Out of total 100 elements, 64 elements (excluding the 36 elements which are next to the clamped support) are damaged due to reduction in ME ranging from 5–30% with an increment of 5%. This has resulted in study of 6 damage cases. The GFEQDR is obtained for 100 locations, which means that, 600 DI’s (6x100) are obtained for each of the damaged elements out of 6 cases. Therefore, 38400 DI’s are obtained (64x600) for 64 damaged elements. Using 38400 DIs as input, 26880 data are used for network training, 5760 data are used for validation, and the remaining 5760 data are used for testing. More data are used to train the network in order to achieve higher output accuracy.
The effectiveness of the trained NN can be estimated by utilizing regression analysis and mse. Figure 9 demonstrates the regression plots of the trained neural network, along with the regression value (R) indicating the relationship between the targets and outputs. A relationship with a value of '0' indicates randomness, while one with a value near '1' indicates proximity. R = 0.99994, denotes a network that has been properly trained. For the network that was trained (Y = T), the best fit line and the perfect fit line (in Fig. 8) overlapped. This demonstrates that, a close correspondence between predicted and desired results is achieved.

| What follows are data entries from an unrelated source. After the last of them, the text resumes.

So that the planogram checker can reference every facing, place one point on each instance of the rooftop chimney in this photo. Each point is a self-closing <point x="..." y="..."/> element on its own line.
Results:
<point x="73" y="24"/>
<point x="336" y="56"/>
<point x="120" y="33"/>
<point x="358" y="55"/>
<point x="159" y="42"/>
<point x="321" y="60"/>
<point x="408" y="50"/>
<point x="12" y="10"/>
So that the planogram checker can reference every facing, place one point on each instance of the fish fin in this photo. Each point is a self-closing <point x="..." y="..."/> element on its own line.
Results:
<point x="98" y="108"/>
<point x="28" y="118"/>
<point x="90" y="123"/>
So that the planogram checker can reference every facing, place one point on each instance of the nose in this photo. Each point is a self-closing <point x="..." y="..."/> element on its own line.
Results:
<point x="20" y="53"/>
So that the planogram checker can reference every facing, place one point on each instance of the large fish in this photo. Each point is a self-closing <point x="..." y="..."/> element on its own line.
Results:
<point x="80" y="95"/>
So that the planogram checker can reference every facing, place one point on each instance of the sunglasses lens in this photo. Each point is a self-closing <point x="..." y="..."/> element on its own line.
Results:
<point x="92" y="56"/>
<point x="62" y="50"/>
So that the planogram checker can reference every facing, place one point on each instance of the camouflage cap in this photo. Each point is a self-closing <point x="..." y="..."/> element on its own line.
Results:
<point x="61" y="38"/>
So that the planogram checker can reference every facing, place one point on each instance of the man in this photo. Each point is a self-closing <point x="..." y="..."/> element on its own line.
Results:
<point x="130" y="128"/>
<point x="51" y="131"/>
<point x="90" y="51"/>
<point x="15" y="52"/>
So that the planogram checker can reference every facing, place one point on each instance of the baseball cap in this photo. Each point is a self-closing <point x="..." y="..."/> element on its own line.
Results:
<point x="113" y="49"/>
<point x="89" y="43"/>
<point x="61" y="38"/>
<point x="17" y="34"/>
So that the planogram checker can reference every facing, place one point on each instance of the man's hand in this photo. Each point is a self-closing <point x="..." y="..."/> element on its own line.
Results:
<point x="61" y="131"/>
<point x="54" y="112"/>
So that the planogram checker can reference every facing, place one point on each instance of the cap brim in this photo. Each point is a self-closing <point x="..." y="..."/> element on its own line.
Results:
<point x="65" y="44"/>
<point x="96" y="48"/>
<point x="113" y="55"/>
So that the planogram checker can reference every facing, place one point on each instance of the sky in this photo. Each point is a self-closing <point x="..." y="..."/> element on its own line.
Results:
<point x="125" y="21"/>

When the mse of the validation process reaches the target (10− 06), the optimal ANN is obtained at 39 epochs, as shown in Fig. 10. The difference between the expected ANN results (target) and the validation test results is used to compute the mse. The mse settles down to 0.0000075183 after 39 epochs. Figure 11 depicts the performance of gradient, mu, and validation check steps during the training process of the model. The first two plots show the attained values of gradient, and mu at every epoch. Hence, the optimal values of gradient and mu are achieved at 45 epochs. The validation plot explains that, after 39 epochs, the system fails six times, thereby the training process stops. Figure 12 shows the variation between the DI predicted by ANN, and the DI (βn) computed from Eq. 4 for all the damaged elements. The R2 values, for the elements damaged are very near to 1. Moreover, the error histogram in Fig. 13, refers the difference of error between targets and outputs, for the training and testing stages of NN. These errors indicate as to how much predicted values differ from the target values. The total error of ANN ranges from − 0.00905 to 0.01714. Out of 384 target values, 240 values got 0.000603 error,125 values got − 0.00078 error,19 values got larger error, which means 95% data samples have errors that are close to zero. Once we train the network, the same network can be adopted to estimate the DI’s for the unknown damaged cases also.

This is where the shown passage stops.